Piero della Francesca, Federico da Montefeltro and his wife

An exceptional document from this period is the predella painted by Paolo Uccello between 1467 and 1468, on behalf of the Confraternity of Corpus Domini. It narrates, in six episodes, the alleged desecration of the host by a Jewish family, their punishment and condemnation to the stake. The work is now exhibited at the Galleria Nazionale delle Marche in the Palazzo Ducale in Urbino.

The recurring motif of Medieval anti-Judaism and the crudeness of the torture scene (which includes women and children) may have been meant to reassure the Church – of which Federico was a strong ally – regarding his inflexibility as a defender of the faith, as well as a warning to the Jews to observe rules and boundaries.

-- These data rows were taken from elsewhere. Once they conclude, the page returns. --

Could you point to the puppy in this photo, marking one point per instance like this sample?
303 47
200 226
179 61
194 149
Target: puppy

Paolo Uccello, Miracle of the Profaned Host, 15th century, Galleria Nazionale delle Marche, Urbino

The climate of tolerance and prosperity continued under Duke Guidobaldo, but changed radically during the sixteenth century when the Duchy began to gravitate into the orbit of the Church and even more from 1631 onwards, after the annexation of the Duchy to the Papal States. The Jews were confined in the ghetto of Via Stretta until 1861, when Urbino was annexed to the State of Italy.